Thinking of free updates for the new version of Windows - for users of legal and registered copies, of course - was practically impossible until recently. Harder to believe still is that a company like Microsoft, which lives mainly on its software, is considering launching an open source version of Windows.
Thanks to Satya Nadella's leadership in this company over the last few months, they are allowing her to the company renew and adapt to the time in which we find ourselves. Mark Russinovich, one of its main engineers and who has participated in the software development process, comments on the possibility of an open source Windows: “It is certainly possible. It is a new Microsoft ”.
During a ChefConf conference, of the hundreds of users who attended, only one stated that he used the Windows operating system on a daily basis. The rest of the people present used another alternative like Linux. For many years, Microsoft has been labeled the enemy of open source and now they are working hard to end that reputation and image. Russinovich explained that one of the great impediments they have, when moving to Open Source, is that they want the system to be easy to establish by programmers.
Currently, Microsoft has made some open source applications, since it offers great advantages. Windows will likely take a long time, but they say conversations are already underway on this topic.
It's time to prepare for the changes to come, even with Microsoft. Will we be ready?
For me this is nothing more than a new business strategy. Are you planning to launch a paid OS and a free one? Assuming that the OS was free, what would we do to install an Office, which costs a lot, or any other software? I do not believe anything of a company whose commercial approach is that of a monopoly and that of selling its items at the price of gold. In one way or another, the only thing that motivates them is the capture of the dollar.
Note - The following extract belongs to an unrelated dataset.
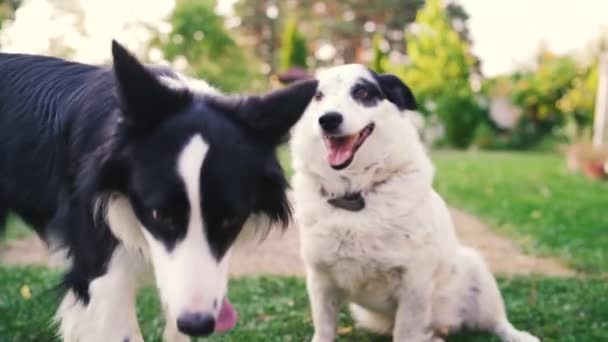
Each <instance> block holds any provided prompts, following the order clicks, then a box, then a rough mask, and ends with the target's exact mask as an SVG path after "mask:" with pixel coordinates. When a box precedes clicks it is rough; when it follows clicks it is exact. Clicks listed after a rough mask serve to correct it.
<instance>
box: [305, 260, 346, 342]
mask: <svg viewBox="0 0 608 342" xmlns="http://www.w3.org/2000/svg"><path fill="white" fill-rule="evenodd" d="M306 277H307V280H306V287H307V289H308V297H309V298H310V306H311V309H312V319H313V324H314V328H315V333H314V336H313V338H312V342H331V341H333V340H334V339H335V338H336V329H337V326H338V323H337V319H338V309H339V306H340V300H341V298H340V295H339V293H338V291H337V290H336V288H335V287H334V285H333V284H332V283H331V281H330V280H329V279H327V277H326V276H325V275H324V274H323V273H322V272H319V271H318V270H315V269H313V268H309V269H308V270H307V271H306Z"/></svg>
About installing Office or any paid software, the usual, "hacking" it. As for the intentions, they are clear, avoid at all costs the expansion of GNU / Linux.
Greetings.
Just one thing, free doesn't necessarily mean free.
"Are you planning to launch a paid OS and a free one?"
Free does not mean free ...
The big mistake of many in the community is to believe that Free = Free, when it is not. If not, ask Red Hat and Novell about the income they have with RHEL and Suse Enterprise.
You don't need to install an Office, you just have to migrate to free software. Libre Office achieves that, it is free, free and also perfectly compatible with everything that is Office. I don't trust MS when it comes to Free Software, but it must be said that Microsoft, thanks to its spyware embedded in Windows 7, 8 and more severely in Win 10, has received with dread the news of an alarming number of free programs running on their operating systems. The main and most worrying one is Firefox, which is the emblem of cross-platform Free Software. Thus, Blender for 3d drawings, Mixx for DJ mixes, and VLC, an incomparable video player among dozens of other free programs, invade Windows PCs, generating concern in the people of Redmond who see their business concept and their way of winning threatened money in a huge way.
I think that those of us who use linux are not interested or are interested in using free software that comes from microsoft because linux is a robust system and window, if it is open source, would have to start from scratch to reach the level that linux has
We could title Microsoft as "down the ravine" they do not hit one of the many disasters one of them was the purchase of Nokia. They are one of those who want to fish without embodying the hook prefer to signal the fish so as not to spend on bait. The free software is what they have done the least if the thing they want to approach Linux will be ugly
For me they only think of "IMPROVING THE IMAGE" and attracting new clients, people who use Linux or have moved away from Windows and stop the migration of companies to free software, for them all business. I do not believe for now that they have the intention of a Windows opensource or free, pure propaganda I am a little angel and I love Linux.
Of course it is possible ... the Ubuntu logo is removed and the window is changed
I do not think that I even intend to improve the image, Windows has been practicing the «waporware» technique for years to condition the launch of competitor products, to put noise and so on, and I consider this one more step in that mechanism of announcing things that they are not going anywhere and that in many cases they do not really intend to carry on.
Does anyone seriously imagine a free windows (even if it is not free) to which you could see the guts and really check its "robustness", its "clarity", its "cleanliness", "efficiency" and other attributes?
I recommend that you read the definition of "Vaporware" on Wikipedia, for example. It is educational and helps to get to know Microsoft a little better, that there are people who seem to be born yesterday. I hallucinate.